We recently spoke with Amsterdam-based painter Esiri Erheriene-Essi on how Neel influenced her work. Erheriene-Essi reconstructs and reimagines in her storytelling, a painter who takes the mundane moments of everyday life and makes them profound. 

"I am obsessed with Alice Neel; I think painting is a magical medium and Alice to be one of the most magical painters to have existed. Maybe because she was a woman in a male dominated art world. Maybe it’s because in the time she was painting figuratively, and portraits nonetheless, abstract expressionism was all the rage, then pop art and then minimal art. One trend after the other and yet she ignored them all as she was obsessed with people and so figurative painting were her passion. That taught me a lot, fads come and go but obsessions are to be trusted and it just so happens that painting people is my obsession too.

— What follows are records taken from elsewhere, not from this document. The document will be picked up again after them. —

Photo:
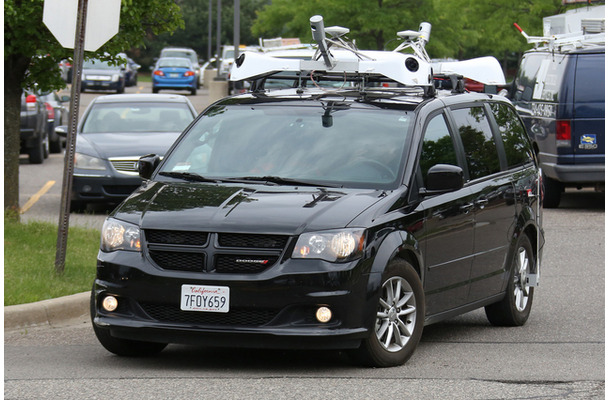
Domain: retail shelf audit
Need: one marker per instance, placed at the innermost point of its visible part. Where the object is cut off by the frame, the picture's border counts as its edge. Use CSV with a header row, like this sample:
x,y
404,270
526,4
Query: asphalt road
x,y
558,354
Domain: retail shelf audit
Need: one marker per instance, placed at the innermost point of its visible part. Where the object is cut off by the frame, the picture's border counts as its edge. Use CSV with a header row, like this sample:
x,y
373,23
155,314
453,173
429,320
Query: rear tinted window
x,y
516,145
478,140
590,83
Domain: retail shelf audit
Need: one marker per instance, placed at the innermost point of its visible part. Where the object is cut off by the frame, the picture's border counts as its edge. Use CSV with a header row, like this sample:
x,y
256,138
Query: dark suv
x,y
315,218
561,98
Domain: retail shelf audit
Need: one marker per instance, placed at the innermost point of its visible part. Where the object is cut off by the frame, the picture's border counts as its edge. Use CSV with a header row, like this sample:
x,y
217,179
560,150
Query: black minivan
x,y
343,218
560,94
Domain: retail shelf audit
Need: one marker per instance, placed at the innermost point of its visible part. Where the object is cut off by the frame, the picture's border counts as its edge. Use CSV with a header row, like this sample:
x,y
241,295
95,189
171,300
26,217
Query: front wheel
x,y
400,318
514,309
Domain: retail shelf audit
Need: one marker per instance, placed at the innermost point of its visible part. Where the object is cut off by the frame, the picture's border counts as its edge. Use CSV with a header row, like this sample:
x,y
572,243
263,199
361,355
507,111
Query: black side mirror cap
x,y
62,130
443,178
147,165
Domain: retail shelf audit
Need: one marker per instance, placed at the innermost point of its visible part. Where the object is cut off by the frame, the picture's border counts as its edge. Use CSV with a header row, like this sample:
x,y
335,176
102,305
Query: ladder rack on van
x,y
339,59
565,41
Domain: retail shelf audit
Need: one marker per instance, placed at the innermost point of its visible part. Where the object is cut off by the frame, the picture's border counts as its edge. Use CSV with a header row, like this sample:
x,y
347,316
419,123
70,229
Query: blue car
x,y
174,73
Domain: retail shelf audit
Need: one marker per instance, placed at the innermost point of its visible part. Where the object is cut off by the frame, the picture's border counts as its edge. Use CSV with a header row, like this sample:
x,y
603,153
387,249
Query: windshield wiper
x,y
187,176
277,180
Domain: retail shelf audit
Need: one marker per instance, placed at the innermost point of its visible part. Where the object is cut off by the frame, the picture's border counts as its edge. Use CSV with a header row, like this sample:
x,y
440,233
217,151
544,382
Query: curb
x,y
46,312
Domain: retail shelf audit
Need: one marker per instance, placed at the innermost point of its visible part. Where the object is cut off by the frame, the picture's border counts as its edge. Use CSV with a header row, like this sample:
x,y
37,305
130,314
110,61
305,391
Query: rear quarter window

"Alice taught me to paint – I devoured her paintings through books (I own every book out there on her) and in person when lucky enough to see them in various exhibitions across the world. I don’t know why I feel so intensely about Neel’s paintings, if I’m honest. Her brushstrokes are sublime of course, that goes without saying. A lot of the time the people in her paintings stare out at you with haunting eyes from the past, and engage with you, the viewer, in the present. They don’t just watch you in a passive way, they silently encourage you to engage with and encounter them. There is a physical connection that Neel has so deftly concocted, like a magician who weaves a picture vivid enough that you can not only see but also feel her and the sitters’ vibrations. When I look at her paintings I can never get close enough to them, I look at the people who she found important enough to paint – her children, fellow artists such as Faith Ringgold and Benny Andrews in THAT amazing striped chair, or anonymous people in and around her neighbourhood that equally captured her attention. When you compare the known and unknown people that she painted, there is no sense of hierarchy. 

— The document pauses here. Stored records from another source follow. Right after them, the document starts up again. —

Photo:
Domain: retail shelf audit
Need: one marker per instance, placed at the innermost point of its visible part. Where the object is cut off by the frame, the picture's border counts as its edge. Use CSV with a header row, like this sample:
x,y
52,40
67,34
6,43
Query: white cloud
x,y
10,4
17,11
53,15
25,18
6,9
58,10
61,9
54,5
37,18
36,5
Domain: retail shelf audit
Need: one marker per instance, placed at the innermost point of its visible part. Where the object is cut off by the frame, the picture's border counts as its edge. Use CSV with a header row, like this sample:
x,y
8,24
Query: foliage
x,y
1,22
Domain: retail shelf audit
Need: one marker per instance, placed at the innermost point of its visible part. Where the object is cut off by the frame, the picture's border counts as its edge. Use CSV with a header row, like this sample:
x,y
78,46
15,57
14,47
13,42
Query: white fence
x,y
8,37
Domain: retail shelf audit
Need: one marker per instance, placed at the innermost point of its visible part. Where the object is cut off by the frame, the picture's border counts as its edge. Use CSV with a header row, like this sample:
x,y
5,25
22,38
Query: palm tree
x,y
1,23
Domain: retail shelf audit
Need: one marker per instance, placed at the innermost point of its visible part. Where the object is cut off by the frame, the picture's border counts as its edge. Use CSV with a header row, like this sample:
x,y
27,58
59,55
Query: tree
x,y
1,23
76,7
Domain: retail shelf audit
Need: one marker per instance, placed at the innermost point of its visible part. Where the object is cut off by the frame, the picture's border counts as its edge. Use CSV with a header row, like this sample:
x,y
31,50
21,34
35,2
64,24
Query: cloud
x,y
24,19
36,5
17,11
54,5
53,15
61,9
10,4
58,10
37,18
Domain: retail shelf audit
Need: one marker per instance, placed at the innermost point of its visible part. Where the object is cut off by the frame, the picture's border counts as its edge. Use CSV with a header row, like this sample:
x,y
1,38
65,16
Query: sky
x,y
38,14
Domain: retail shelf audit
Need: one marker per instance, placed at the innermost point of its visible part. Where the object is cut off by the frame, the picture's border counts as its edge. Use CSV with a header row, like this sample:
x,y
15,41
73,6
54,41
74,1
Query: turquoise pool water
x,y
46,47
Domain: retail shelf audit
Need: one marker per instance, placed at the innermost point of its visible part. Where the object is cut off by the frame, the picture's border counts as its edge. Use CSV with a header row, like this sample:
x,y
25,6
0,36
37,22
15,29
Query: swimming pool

"Neel was obsessed with paint and depicting the people in her life over the decades, and that is what I love. Also, the way she paints hands are amazing, when I mess up in my own paintings I always go grab a Alice Neel book and see how she managed to solve the age old question of ‘how to paint hands and feet in a passable way’. Alice’s gnarly hands are the most beautiful in the entire history of art."

—Esiri Erheriene-Essi, Amsterdam, Jan 10th 2022.